A new kind of stellar explosion provides a novel way to probe the distant Universe, according to new results published today in Nature Astronomy.
Researchers from Lancaster University joined a global team, led by Radboud University, Netherlands, examining 'Fast X-ray transients (FXTs)' which are highly mysterious outbursts of X-ray radiation, typically lasting for just a few minutes.
"We've known that these unique explosions exist for some time, but it is only now, thanks to the new Einstein Probe mission, that we can pinpoint them in near real time", says astronomer Professor Peter Jonker, of Radboud University, Netherlands, discoverer of one of the first such events, and second author of today's paper.
The authors used a precise position provided first by an X-ray space telescope, the Einstein Probe, and refined on the ground by the ATLAS optical telescope to pinpoint the Fast X-ray Transient in space through observations with the Very Large Telescope in Chile and the Grantecan Telescope in Spain.
"These observations show that this explosion happened when the Universe was less than 10 per cent of its current age - the light has been travelling to us for 12 billion years," says Professor Andrew Levan, of Radboud University, and first author of the study.
"The combination of the distance and the brightness means this explosion gave off more energy in a few seconds than the Sun will over its entire life.
"These extreme energies, along with the detection of gamma-rays by the Fermi satellite, suggest that the Fast X-ray Transients are related, at least sometimes, to the extremely powerful gamma-ray bursts that have been studied for half a century."
"A real question is if all of the Fast X-ray Transients come from gamma-ray burst-like systems, or if there is much more diversity. Our paper shows that many of them might be gamma-ray bursts, but there are good reasons to think there is much more still to discover", added Professor Jonker.

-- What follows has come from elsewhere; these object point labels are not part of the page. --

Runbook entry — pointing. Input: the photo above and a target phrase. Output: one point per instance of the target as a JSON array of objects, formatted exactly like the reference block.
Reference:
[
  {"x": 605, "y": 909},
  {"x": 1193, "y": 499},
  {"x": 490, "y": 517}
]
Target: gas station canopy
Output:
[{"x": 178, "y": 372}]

When examining the observations from the Very Large Telescope, it became apparent that there is very little material, particularly hydrogen, surrounding this burst.
Hydrogen acts like a filter for ultraviolet light, blocking it from passing through the Universe.
However, in the history of the Universe, around the time of this Fast X-ray Transient, the Universe underwent its last global change in a process called reionisation, where the hydrogen between galaxies was hit with ultraviolet light and 'reionised'.
The challenge is that almost all the ultraviolet light created by stars in the Universe is blocked by hydrogen in the galaxy in which it sits.
"Our observations show that perhaps 10% of the ultraviolet light created in the host galaxy of the Fast X-ray Transient is escaping to ionise the Universe," said Andrea Saccardi, CNES Fellow at CEA Paris-Saclay, and third author of the paper.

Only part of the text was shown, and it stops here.